Second Half of My Europe Travel: From Padova to Rome
Second Half of My Europe Travel: From Padova to Rome
The highlight of the second half of my Europe journey was undoubtedly the training seminar in Padova for psychiatrists at the Department of Neurology. I was genuinely surprised by how much interest there was in hikikomori—more than I had expected. After a full day of hard work, I was moved to see that everyone stayed attentive throughout the seminar—no one closed their eyes or drifted off.
What touched me most were the many questions, the discussions afterward, and the fact that people stayed back to talk, share feedback, and ask even more questions. These conversations were incredibly valuable to me.
Professor Sambataro, the director of the psychiatry program, remarked that he himself was surprised by how active and engaged the audience was. I also learned a great deal from him—particularly about how he trains his residents. He allows them the freedom to explore different specialties, trusting that this openness will help them become more effective in their future practice. That culture of trust, I believe, is part of why people felt secure enough to participate fully and ask questions.

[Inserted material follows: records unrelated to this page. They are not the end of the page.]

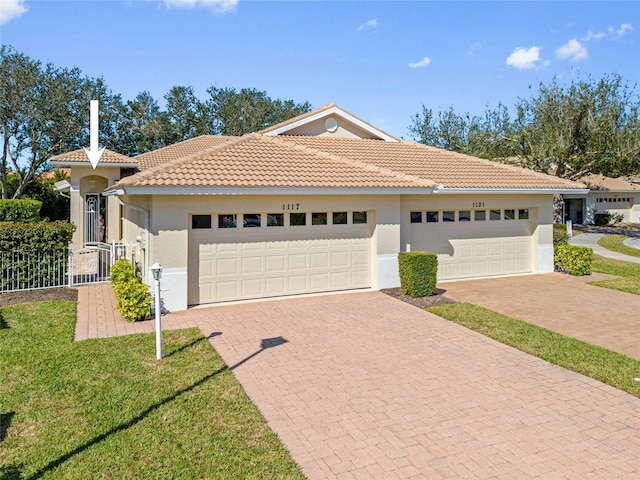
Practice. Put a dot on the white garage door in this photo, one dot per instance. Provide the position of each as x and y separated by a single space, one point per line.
475 246
247 262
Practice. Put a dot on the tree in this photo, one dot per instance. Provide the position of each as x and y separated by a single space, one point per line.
568 131
184 118
249 110
43 111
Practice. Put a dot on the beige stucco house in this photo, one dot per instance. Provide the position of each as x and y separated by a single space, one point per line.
323 202
606 194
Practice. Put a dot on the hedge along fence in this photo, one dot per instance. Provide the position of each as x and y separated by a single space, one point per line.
418 273
573 259
133 299
34 255
20 210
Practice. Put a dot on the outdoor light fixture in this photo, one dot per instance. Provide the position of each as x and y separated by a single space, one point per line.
156 271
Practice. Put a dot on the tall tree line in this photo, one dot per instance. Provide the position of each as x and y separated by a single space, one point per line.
44 111
587 126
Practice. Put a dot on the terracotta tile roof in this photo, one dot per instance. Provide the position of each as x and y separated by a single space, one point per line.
600 182
317 111
79 156
259 161
179 150
450 169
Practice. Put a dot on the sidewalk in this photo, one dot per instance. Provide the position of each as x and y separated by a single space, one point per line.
591 240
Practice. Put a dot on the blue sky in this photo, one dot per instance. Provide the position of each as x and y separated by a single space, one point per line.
380 60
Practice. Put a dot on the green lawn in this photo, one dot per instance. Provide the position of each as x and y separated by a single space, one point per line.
628 274
108 409
609 367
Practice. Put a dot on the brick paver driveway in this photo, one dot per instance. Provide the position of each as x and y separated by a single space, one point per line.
562 303
364 386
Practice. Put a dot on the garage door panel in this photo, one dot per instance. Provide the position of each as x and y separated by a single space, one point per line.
319 281
340 259
227 266
298 283
225 248
495 250
275 286
298 261
251 287
275 263
319 260
251 265
509 248
255 263
226 290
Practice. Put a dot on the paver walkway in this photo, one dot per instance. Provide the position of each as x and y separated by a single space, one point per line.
363 386
591 240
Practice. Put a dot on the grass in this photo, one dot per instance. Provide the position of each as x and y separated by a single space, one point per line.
596 362
615 243
108 409
628 274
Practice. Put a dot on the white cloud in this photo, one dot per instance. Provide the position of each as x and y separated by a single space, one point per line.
421 64
593 36
573 50
622 31
524 58
11 9
372 24
218 6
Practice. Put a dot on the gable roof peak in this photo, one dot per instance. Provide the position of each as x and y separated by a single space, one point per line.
325 112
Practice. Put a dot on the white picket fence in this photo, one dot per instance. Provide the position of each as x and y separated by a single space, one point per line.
82 264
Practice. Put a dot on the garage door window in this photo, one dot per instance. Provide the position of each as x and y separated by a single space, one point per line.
275 219
251 220
359 218
319 218
227 220
339 218
433 217
297 219
200 221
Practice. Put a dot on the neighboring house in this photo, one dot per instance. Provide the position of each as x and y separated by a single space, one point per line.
605 195
322 202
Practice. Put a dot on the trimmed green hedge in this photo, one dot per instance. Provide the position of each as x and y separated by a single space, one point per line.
33 254
573 259
133 299
20 210
560 236
418 272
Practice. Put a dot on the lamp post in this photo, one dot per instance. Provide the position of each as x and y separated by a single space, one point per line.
156 271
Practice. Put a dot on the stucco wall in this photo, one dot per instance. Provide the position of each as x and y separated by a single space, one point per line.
389 217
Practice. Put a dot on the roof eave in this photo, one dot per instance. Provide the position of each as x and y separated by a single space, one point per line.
61 163
511 191
161 190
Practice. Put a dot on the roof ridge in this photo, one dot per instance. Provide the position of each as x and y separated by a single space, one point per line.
186 159
504 166
349 161
82 151
161 149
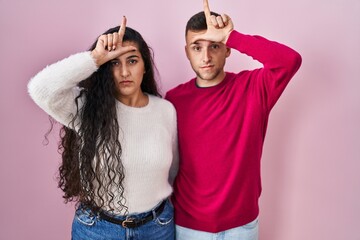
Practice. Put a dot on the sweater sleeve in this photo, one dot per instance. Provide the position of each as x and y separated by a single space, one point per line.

This seminar also sparked ideas for future collaboration. We’re now planning to launch an international hikikomori survey targeting mental health professionals in December 2025. It will be a global initiative, and I’m looking forward to seeing what we can learn together.
Another meaningful connection came through Dr. Marco, who is leading a study on depression. I found his work fascinating, and we discussed the potential of collaborating—especially if we can gather sufficient data from Japan and Malaysia to make transcultural comparisons.
After Padova, I finally allowed myself to go on holiday. Professor Sambataro insisted that I must not leave Italy without visiting Rome—especially since it’s the Jubilee Year. By God’s grace, although I never planned for it, I found myself in Rome for three days. I explored the Vatican, wandered through many of Rome’s historic churches, and walked alongside countless pilgrims. It was deeply moving.
As a solo traveler, I met many people along the way. Sometimes, I felt the risk. Most of the time, I felt safe. As always, I paid close attention to my surroundings and learned a lot—not only about the places I visited but about people, systems, and cultures. I saw how local police operated, and I reflected on how being a polite Japanese traveler can be both an advantage and, at times, a disadvantage.